Get the globalists out of our classrooms

Our children are being poorly educated thanks to the Left

23 May 2020

9:00 AM

23 May 2020

9:00 AM

As Australia’s Wu-flu infection rate goes down, Scott Morrison and Reserve Bank Governor Dr Phillip Lowe both say it’s time to embark on a comprehensive and innovative reform agenda to ensure the nation’s future prosperity. And there’s no doubt school education must be front and centre as a priority. Despite the additional billions of dollars invested over the last 20 years educational outcomes continue to plummet. Whether measured by their performance in international tests and NAPLAN or the reality that so many students leave school culturally illiterate and lacking in the skills needed for success in life and work, it’s clear more of the same is not the solution. Reports and reviews over the last ten years have identified weaknesses in academic standards, curriculum design, teacher training and student assessment and reporting practices. In fairness to future generations – particularly children experiencing disadvantage – policy reforms must address all of these.

Education must be central to any reform agenda on the basis that what happens in schools has a dramatic and long-term impact on economic efficiency and productivity, social cohesion and every citizen’s ability to lead a fulfilling and rewarding life committed to the common good.
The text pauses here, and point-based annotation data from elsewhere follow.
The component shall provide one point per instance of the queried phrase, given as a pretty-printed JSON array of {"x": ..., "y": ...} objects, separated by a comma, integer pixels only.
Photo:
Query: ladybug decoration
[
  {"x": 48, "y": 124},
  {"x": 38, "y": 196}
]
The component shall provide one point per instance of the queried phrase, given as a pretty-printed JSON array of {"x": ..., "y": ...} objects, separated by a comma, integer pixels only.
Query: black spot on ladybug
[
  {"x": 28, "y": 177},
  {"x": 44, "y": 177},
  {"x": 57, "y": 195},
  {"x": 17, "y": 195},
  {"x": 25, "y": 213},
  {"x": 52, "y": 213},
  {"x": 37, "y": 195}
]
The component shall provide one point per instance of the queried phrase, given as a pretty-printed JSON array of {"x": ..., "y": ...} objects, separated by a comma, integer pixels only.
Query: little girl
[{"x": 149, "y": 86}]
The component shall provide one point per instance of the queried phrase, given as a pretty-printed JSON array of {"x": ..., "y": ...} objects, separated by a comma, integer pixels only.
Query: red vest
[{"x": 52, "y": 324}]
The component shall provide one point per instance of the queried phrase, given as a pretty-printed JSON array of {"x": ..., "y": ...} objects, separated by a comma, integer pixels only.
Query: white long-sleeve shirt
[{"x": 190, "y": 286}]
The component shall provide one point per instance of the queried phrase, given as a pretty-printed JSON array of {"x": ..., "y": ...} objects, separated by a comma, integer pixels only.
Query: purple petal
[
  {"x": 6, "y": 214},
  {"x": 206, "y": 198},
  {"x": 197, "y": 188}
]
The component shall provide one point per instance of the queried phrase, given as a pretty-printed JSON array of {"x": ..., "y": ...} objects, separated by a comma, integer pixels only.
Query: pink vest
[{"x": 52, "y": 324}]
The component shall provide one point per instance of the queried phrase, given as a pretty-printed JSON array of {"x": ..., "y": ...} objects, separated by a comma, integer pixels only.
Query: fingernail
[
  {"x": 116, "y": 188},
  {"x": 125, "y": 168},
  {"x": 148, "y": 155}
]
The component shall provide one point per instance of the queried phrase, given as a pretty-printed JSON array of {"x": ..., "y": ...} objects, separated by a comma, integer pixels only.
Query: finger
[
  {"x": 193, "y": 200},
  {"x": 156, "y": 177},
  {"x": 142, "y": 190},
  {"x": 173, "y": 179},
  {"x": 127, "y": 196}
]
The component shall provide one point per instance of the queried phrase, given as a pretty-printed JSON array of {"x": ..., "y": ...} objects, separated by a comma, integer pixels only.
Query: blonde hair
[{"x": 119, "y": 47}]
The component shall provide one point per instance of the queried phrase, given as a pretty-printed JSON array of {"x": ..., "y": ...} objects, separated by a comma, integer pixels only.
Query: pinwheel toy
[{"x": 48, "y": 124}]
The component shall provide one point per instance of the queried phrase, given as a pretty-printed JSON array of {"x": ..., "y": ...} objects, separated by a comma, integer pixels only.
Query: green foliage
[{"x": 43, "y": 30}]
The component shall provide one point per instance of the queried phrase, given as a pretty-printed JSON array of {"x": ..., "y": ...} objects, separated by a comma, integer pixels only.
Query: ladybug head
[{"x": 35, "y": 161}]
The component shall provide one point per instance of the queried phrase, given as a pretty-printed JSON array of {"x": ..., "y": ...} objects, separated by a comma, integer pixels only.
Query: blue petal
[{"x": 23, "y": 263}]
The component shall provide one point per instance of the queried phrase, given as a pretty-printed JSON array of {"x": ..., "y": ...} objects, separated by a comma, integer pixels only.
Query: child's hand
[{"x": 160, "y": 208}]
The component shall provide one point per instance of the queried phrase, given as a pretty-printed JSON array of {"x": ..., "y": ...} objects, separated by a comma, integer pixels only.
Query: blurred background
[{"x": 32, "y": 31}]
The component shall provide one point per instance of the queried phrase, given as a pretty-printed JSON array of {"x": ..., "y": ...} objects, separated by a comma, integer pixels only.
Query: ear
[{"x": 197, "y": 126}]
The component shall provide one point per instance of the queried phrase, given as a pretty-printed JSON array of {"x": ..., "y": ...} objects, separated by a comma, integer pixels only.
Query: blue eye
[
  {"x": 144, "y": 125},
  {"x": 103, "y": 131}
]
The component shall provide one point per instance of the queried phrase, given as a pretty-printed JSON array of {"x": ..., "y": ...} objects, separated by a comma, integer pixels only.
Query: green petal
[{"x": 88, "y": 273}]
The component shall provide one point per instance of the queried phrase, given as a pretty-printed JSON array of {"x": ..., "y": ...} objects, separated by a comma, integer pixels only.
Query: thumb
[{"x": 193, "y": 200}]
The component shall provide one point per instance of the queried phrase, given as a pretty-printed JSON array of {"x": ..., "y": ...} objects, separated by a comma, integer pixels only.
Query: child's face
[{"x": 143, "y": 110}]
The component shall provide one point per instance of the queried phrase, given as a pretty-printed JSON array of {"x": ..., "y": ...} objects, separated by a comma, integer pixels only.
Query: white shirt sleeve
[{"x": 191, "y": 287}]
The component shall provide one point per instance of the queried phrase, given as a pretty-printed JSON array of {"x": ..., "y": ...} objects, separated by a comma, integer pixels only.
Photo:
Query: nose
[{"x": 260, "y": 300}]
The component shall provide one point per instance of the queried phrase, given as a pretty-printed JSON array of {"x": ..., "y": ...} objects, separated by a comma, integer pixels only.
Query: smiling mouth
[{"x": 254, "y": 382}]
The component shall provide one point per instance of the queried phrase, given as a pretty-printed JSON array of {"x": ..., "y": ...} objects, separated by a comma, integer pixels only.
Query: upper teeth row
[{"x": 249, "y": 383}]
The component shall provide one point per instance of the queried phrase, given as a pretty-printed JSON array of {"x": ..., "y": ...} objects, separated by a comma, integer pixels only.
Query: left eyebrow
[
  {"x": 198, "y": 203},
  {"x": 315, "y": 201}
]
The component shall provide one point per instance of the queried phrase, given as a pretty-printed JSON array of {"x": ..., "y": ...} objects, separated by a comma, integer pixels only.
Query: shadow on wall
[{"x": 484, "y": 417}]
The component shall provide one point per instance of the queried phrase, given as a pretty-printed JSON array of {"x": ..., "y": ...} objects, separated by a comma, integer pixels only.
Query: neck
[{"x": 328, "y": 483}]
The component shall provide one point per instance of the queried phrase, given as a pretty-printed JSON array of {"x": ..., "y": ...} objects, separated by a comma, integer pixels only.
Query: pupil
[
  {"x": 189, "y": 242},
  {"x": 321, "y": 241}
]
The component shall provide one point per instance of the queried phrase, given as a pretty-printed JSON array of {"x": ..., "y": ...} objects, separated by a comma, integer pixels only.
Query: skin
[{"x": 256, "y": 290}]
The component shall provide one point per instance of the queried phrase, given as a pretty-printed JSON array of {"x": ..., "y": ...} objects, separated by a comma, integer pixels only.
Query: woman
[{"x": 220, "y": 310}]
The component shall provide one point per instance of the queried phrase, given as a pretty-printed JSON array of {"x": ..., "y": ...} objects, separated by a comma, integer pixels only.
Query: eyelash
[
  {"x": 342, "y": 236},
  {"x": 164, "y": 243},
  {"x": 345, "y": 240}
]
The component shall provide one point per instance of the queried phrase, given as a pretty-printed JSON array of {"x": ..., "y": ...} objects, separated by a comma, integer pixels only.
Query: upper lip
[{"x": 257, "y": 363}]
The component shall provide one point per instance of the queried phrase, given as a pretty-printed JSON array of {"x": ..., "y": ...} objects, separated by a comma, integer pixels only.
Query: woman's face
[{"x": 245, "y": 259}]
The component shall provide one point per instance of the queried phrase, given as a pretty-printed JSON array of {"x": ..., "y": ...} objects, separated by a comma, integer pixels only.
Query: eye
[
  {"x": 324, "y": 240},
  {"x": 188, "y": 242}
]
As argued by Eric Hanushek and Ludger Woessmann, authors of The Knowledge Capital of Nations, one of the key drivers of individual and national productivity is education. Based on an analysis of stronger performing economies they suggest ‘knowledge is the key to economic development. Nations that ignore this fact suffer, while those that recognise it flourish’. After comparing the success of East Asian countries including Singapore in international tests and improved productivity compared to Latin American nations they conclude ‘the cognitive skills of the population are the most essential to long-run prosperity’.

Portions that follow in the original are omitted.